Our review of The Night of 12: The Incarnation of the Male

Bastien Bouillon and Bouli Lanners play the judicial police inspectors in The night of 12. Fanny de Gouville

CRITICISM – Dominik Moll masterfully stages a PJ investigation into a feminicide. A moving film.

Alone at night, Yohan pedals on the track of a velodrome, his head in the handlebars. He goes rounds. This is the first image of The Night of 12 . A perfect metaphor. An infernal and endless loop. Like the investigation into the assassination of Clara, a young girl doused in gasoline and burned alive by a hooded man as she was returning home to Saint-Jean-de-Maurienne. She haunts this cop from the Grenoble judicial police.

Dominik Moll and his co-screenwriter, Gilles Marchand (to whom we owe Gregorythe excellent documentary series for Netflix on the Grégory affair), selected one story among others in Pauline Guéna’s book 18.3. A year at PJ (Éditions Denoël), story of twelve months immersed in the Versailles police services. The Night of 12 describes with realism and meticulousness the life of a group united by overtime, PV to type, marital disappointments and sordid crimes. It recalls the novels of Hugues Pagan, former cop and best active French thriller author. The distribution has something to do with it. Bastien Bouillon is perfect as a youthful and rigorous, melancholic and silent group leader. Bouli Lanners is just the opposite and just as good. His Marceau is a generous and emotional cop, able to recite Sentimental colloquium by Verlaine (“In the old lonely and frozen park / Two specters evoked the past”) and less and less able to keep his cool. We should be able to name their partners. Cops or suspects, for a scene or more, they are all terribly fair and true.

More than printer problems, Clara’s death keeps Yohan and his men awake. The victim’s exes make up the list of prime suspects. A guy from the bowling alley where Clara worked, in a relationship and worried about seeing his gap spread out in the public square (“Clara, it was not really my style”). A handsome kid from the climbing club (“Clara, she was a sex friend, she was not complicated”). A jealous guy from the city who thinks he’s a hardcore rapper and says on YouTube that he’s going to burn her (“Clara, she was not a faithful girl”). A misfit in his cabin, perhaps mythomaniac, certainly not romantic (“Clara, we slept together several times”). A loudmouth who hits her friends, met on Facebook (“Clara, she liked my animal side, we fucked hard”).
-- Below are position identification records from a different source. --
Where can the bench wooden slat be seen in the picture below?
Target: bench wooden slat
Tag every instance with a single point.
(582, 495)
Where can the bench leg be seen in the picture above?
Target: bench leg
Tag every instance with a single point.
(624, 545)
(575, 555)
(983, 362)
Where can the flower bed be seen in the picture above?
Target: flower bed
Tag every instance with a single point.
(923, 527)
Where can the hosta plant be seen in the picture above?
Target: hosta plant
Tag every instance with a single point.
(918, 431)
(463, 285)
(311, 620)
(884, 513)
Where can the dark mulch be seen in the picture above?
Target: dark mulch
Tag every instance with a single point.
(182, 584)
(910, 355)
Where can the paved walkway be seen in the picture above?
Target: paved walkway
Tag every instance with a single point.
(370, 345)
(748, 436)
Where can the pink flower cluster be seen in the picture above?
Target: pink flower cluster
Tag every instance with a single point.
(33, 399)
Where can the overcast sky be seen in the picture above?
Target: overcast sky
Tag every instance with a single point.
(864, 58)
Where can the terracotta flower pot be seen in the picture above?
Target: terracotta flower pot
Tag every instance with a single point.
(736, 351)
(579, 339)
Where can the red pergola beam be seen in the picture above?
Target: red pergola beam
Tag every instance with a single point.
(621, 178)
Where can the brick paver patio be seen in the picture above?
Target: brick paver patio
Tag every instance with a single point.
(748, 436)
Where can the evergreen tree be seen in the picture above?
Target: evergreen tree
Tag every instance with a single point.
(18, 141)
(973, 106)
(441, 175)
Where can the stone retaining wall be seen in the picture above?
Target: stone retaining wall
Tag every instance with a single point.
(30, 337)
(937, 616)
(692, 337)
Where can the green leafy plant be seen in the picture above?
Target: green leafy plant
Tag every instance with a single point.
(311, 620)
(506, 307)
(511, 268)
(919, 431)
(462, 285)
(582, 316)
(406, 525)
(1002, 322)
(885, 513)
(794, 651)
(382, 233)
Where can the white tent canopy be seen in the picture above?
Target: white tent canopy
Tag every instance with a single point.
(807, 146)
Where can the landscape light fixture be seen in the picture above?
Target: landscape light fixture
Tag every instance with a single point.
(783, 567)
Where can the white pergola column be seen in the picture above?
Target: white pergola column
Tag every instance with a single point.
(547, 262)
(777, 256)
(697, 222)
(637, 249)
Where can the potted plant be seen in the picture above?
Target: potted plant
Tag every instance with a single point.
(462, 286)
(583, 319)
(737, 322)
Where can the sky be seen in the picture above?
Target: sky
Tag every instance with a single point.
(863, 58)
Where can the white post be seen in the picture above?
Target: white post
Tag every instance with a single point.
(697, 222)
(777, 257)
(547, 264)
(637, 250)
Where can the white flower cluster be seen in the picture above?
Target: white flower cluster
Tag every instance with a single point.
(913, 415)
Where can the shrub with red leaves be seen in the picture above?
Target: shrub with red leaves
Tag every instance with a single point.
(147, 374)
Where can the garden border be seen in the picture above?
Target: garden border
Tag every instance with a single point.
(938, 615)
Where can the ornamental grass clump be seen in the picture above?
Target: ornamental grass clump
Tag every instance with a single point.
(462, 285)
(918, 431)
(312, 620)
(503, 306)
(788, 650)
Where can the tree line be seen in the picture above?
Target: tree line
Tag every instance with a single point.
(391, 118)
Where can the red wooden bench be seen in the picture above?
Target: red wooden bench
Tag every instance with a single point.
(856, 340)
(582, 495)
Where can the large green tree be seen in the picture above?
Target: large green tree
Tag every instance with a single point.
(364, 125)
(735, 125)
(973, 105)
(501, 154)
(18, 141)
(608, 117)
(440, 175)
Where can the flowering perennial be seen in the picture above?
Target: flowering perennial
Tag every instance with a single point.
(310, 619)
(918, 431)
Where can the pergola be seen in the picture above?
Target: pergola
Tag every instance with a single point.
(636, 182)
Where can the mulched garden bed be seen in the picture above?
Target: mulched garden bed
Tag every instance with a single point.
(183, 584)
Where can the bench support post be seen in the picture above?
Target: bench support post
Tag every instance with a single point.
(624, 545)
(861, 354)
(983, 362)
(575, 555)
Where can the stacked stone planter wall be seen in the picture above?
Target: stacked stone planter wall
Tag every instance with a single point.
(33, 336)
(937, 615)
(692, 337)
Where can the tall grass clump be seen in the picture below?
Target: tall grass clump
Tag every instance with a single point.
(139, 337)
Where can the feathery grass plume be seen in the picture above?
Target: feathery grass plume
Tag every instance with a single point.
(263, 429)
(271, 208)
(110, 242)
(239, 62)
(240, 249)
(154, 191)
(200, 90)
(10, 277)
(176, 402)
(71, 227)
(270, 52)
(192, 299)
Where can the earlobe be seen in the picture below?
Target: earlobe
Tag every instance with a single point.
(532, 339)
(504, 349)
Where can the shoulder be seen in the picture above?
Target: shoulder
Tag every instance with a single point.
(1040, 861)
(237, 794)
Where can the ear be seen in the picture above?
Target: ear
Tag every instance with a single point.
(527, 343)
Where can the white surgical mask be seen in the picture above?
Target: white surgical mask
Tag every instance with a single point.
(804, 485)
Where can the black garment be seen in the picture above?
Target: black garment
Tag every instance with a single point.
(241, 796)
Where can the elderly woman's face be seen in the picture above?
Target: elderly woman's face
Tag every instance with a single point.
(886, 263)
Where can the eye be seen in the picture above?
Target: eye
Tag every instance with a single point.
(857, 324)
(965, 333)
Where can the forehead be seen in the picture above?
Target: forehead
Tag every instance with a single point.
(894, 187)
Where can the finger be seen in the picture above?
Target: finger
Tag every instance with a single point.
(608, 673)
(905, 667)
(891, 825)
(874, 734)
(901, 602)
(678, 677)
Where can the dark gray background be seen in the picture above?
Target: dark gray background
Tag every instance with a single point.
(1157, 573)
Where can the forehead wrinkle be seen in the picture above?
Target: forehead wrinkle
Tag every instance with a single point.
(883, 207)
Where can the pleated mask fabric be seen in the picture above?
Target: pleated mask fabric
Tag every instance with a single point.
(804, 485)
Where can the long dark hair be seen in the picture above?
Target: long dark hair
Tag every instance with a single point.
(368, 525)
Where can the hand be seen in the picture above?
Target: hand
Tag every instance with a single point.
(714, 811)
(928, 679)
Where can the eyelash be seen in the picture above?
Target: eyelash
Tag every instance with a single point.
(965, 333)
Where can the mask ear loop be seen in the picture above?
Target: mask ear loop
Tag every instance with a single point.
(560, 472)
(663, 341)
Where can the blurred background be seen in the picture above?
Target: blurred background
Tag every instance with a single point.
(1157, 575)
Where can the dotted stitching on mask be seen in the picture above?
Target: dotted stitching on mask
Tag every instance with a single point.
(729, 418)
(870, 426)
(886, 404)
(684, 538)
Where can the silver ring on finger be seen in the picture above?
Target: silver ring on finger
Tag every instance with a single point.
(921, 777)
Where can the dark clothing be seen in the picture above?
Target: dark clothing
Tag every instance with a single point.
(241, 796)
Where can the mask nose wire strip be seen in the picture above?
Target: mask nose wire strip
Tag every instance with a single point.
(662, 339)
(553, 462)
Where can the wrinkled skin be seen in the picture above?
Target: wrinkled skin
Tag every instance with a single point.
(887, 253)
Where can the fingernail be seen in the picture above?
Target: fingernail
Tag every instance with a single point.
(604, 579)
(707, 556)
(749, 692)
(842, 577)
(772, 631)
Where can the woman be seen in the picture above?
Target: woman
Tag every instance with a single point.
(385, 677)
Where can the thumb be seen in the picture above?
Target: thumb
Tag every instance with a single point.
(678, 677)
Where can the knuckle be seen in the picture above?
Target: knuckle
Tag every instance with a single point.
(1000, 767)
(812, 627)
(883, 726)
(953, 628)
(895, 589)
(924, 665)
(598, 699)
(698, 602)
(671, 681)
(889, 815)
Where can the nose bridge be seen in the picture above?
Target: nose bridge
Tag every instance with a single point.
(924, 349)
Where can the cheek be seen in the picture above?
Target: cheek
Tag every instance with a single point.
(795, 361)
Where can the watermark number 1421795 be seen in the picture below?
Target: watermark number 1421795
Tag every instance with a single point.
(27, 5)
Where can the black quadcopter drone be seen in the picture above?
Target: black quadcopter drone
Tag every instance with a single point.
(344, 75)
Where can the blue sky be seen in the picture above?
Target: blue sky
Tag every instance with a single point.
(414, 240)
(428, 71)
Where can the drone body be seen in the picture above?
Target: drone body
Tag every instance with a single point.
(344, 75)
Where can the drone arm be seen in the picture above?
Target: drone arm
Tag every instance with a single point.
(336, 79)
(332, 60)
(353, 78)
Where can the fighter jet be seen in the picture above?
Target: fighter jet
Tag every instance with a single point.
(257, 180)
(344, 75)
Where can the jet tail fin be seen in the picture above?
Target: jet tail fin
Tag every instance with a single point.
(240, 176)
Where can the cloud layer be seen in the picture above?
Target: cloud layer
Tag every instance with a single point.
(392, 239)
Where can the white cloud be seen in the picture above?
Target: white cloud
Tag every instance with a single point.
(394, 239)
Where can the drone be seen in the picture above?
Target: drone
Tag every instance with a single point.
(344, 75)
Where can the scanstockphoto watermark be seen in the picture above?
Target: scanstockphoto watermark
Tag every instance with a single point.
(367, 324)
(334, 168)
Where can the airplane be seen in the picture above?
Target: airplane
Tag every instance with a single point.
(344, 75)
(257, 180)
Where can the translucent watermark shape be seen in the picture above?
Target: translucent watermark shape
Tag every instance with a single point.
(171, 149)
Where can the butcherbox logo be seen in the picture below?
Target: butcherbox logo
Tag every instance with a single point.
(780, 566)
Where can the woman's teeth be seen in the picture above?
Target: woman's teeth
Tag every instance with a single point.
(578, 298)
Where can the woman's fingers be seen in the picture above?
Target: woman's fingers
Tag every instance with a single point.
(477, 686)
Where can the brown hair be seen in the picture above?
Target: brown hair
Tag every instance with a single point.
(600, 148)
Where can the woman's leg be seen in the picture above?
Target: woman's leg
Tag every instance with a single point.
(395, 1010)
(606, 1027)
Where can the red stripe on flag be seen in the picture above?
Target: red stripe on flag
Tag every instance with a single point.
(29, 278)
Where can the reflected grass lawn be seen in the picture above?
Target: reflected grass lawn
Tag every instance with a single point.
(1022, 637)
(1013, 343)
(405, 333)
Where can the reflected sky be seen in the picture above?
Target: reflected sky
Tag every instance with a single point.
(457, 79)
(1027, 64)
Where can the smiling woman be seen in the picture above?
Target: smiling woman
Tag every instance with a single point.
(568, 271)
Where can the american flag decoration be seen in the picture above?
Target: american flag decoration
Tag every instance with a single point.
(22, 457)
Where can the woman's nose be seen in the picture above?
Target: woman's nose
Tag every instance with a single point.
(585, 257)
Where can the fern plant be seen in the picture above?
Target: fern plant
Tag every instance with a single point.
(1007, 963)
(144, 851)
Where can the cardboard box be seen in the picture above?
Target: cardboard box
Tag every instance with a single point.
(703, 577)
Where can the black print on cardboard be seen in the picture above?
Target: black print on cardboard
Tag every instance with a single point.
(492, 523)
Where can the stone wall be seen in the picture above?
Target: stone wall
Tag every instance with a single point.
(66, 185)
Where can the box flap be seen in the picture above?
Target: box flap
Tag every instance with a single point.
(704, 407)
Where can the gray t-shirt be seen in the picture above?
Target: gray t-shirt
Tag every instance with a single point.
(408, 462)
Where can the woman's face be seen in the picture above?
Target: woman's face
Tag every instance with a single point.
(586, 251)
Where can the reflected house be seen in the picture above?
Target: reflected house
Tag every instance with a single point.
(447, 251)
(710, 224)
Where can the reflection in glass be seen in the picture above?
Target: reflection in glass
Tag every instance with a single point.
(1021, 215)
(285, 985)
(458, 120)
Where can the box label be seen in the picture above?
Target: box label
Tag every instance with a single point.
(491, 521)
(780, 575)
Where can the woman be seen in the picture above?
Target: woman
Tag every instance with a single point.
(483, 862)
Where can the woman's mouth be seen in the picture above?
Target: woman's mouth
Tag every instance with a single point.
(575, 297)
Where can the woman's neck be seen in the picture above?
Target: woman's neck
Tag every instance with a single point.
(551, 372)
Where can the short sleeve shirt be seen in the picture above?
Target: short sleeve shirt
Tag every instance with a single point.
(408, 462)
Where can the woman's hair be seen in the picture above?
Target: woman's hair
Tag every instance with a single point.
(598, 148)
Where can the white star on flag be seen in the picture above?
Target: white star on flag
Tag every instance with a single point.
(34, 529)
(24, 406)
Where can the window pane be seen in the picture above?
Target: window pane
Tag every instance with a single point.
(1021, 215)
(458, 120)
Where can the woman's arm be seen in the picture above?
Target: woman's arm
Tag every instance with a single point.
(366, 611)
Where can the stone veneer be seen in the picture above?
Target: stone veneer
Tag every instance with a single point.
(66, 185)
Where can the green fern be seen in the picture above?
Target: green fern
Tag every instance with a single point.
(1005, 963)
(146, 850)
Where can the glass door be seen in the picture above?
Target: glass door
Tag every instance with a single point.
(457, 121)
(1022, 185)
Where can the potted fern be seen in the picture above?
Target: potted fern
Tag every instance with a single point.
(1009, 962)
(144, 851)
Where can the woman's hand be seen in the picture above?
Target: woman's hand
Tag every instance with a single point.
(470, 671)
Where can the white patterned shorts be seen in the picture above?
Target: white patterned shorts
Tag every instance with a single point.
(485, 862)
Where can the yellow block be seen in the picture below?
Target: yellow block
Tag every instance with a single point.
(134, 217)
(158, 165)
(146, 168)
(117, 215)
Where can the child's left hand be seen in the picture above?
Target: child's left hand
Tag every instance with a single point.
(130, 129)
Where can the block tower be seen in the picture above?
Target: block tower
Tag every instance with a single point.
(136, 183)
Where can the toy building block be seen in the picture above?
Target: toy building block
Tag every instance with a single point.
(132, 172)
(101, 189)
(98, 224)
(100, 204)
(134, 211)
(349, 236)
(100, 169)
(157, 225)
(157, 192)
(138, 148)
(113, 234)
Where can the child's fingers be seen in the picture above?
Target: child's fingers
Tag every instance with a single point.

Fifty shades of misogyny, from lightest to darkest. Each interrogation deprives the spectator of a little more air. Tie the belly. Tear the heart.

Magnificent performers

It’s nothing compared to the confrontation between Yohan and Stéphanie, Clara’s best friend. The cop’s questions end up breaking her. “What does it change? Looks like I’m talking about a whore. She got killed because she was a girl. That’s it that’s all.”

The words “feminicide” or “toxic masculinity” are never spoken. Cops don’t talk like sociologists or psychologists. In this world, it is men who fight against the violence of other men. And it is the women who open Yohan’s eyes. Beautiful female characters served by magnificent performers. Stephanie (Pauline Serieys). Nadia (Mouna Soualem), the young recruit, the time of a hideout in a “submarine” at the scene of the crime. And the investigating judge, played superbly by Anouk Grinberg. It is in his office that Yohan splits the armour. “What drove me crazy was that all the guys we heard from could have done it. It’s something that’s wrong between men and women.”

This something wrong, The Night of 12 portrays it implacably. Without forcing the blackness of the line. It could have been called Elegy for Clara. Whatever its title, Dominik Moll signs the strongest French film of the year.